In the early 80's we had an energy crisis like today. Natural gas shot way up and plants closed because of the price of fuel. If dad hadn't spent so much on his "new" plant he would have too. As it was, he sent me to alternate fuel plants down south to see if pulverized coal or sawdust would work for us. He wanted to borrow from some venture capitalists who would take an interest in the plant until they were paid back. I was impressed with the alternate fuels. But they all had a feature that scared me, they had to be kept so clean as to be almost sterile or they were subject to sudden external ignition or explosion. To convert our old facility to that standard, and our men to that culture, seemed improbable. I always thought dad would go ahead anyway, but maybe he silently agreed.

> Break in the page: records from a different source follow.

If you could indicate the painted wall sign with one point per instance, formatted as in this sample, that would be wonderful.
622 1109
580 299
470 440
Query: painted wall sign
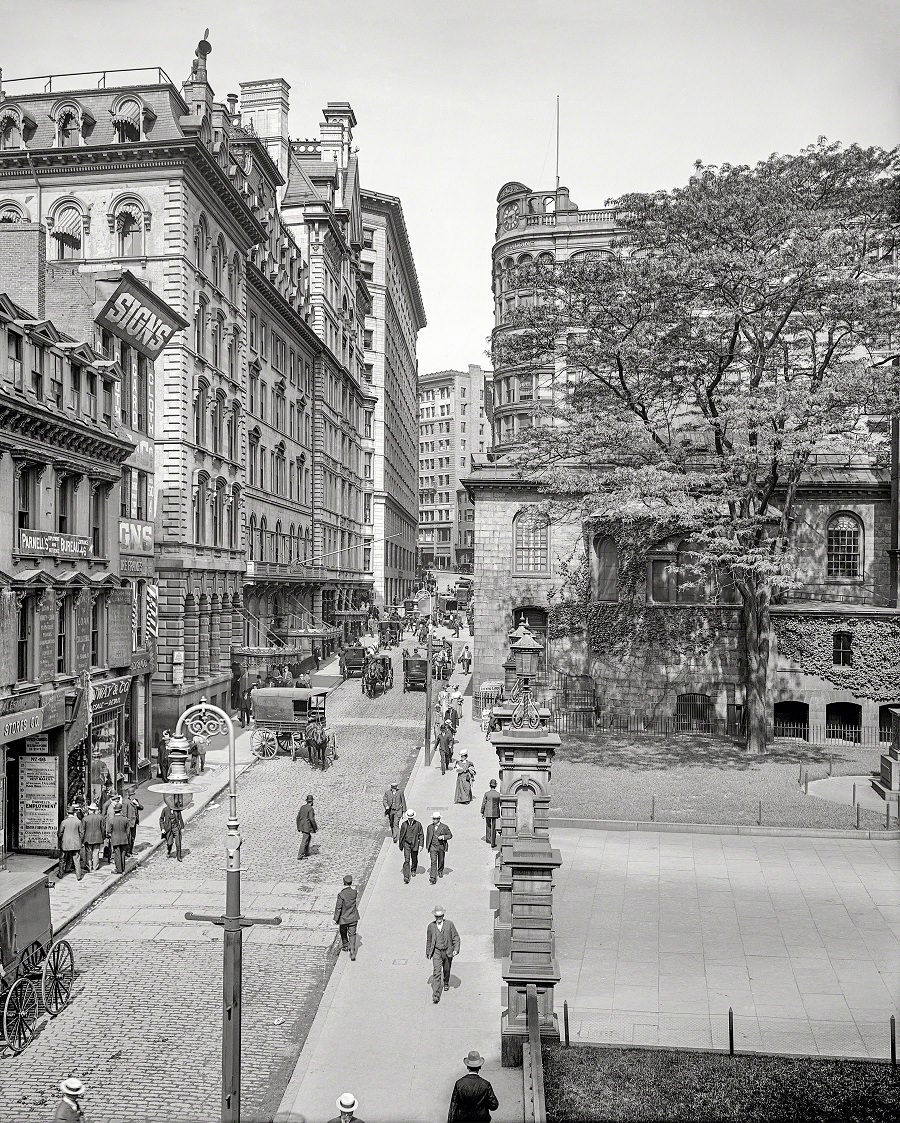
136 315
20 724
46 544
135 537
38 803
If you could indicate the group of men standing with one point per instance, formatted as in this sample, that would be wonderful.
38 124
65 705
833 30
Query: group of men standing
85 833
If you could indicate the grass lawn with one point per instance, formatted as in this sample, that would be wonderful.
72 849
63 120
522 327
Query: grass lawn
588 1085
702 779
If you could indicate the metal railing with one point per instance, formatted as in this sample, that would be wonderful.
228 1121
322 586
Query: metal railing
533 1062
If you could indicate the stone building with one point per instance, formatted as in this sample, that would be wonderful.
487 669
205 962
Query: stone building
657 646
453 427
65 614
396 317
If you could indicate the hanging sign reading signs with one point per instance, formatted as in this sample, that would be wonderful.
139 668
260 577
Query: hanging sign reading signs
136 315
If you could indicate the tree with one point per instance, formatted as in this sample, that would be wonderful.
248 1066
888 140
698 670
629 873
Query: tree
743 326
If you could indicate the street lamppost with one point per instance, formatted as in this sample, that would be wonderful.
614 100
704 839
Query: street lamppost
206 720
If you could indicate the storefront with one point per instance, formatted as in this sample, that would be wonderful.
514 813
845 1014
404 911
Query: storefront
32 781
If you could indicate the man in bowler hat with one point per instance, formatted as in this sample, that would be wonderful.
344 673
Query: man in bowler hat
442 943
473 1098
410 840
490 810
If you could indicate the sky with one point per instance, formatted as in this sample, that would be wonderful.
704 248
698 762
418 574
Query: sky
455 99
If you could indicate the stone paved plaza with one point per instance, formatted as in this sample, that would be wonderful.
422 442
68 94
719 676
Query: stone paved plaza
144 1026
658 934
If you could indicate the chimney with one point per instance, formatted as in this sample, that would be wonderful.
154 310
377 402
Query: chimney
265 105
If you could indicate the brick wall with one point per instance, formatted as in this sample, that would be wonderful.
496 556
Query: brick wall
23 257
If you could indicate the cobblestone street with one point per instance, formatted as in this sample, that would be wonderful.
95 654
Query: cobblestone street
144 1028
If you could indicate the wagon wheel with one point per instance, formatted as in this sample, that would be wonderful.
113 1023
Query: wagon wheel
32 958
20 1014
264 743
57 977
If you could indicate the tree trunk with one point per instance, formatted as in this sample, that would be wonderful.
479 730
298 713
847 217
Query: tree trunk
756 642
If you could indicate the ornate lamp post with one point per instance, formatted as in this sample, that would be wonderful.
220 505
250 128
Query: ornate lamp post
206 720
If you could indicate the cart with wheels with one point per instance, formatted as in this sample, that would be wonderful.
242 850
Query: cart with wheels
37 973
282 715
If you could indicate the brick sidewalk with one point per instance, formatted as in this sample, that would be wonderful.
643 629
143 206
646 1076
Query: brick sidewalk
376 1031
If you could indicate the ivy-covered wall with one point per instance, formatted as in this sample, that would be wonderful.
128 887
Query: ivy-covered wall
806 647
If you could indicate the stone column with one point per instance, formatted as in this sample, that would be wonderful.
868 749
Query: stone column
203 638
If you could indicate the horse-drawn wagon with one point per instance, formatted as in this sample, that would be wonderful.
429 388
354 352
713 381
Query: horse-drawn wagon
35 970
292 720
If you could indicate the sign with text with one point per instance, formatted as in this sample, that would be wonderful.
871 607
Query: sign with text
20 724
38 803
136 315
46 544
135 537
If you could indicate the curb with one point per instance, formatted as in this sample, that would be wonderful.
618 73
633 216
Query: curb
284 1113
137 861
621 824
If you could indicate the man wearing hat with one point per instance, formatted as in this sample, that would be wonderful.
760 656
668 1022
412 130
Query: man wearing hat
307 825
69 1108
93 836
71 834
442 943
394 807
490 811
410 841
347 915
473 1098
346 1105
436 842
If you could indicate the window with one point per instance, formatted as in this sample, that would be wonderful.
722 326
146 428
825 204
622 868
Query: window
605 568
125 493
142 503
67 231
126 121
99 521
97 632
24 641
842 649
844 545
530 542
62 637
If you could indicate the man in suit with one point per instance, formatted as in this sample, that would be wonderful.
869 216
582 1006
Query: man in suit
171 825
307 825
71 834
473 1098
490 811
436 842
93 836
442 943
347 915
394 806
410 840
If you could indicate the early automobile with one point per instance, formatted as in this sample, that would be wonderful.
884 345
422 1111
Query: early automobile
36 973
292 720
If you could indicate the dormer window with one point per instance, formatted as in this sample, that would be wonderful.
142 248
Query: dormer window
126 121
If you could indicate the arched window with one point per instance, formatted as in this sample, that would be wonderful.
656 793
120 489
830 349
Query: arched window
200 327
530 542
67 233
10 129
605 568
200 414
845 546
200 501
126 121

On Joe Lilly's pending retirement, Dad hired Joe Leach of Frostburg to run the plant. Joe had spent years at the Zihlman Plant and was a good brick man and a savvy plant manager.

Our McClanahan did it all, crushing and grinding. I took it for granted while it was running, but wasn't at Zihlman to long before it was really missed. (The two pans at the Zihlman Plant (a 9' and a 10'). Together seem unable to grind the tonnage that old McClanahan would put out, and Zihlman has a crusher too!

On October 20, 1986, we made the last brick in Mount Savage. The Kaiser Plant at Zihlman, had been for sale for some time, but other Kaiser Plants had stripped items from it needed by them. We were the only logical buyer because what it needed to go into production we had at Mount Savage. After we bought it we spent over a year getting it ready to run. And by mid 1986 it was ready. After over 140 years of operation, the plant at Mount Savage was closed.

My Dad, A.J., was quite a guy. He came from the south side of Pittsburgh, the oldest son of a machinist in a steel plant. His family wanted him to work in the mill right out of high school. But he wanted to go to college, so he started working and went to school at the same time. The job that influenced his future the most was with the Lance Kendall Lumber Company, which he basically ran for the Kendall's when the family officer's seemed disinterested. It gave him the confidence to start his own company, The Republic Lumber co., which he ran while attending law school and thereafter until his death.

Business was Dad's passion. He loved to speculate and the Mount Savage purchase was a good example.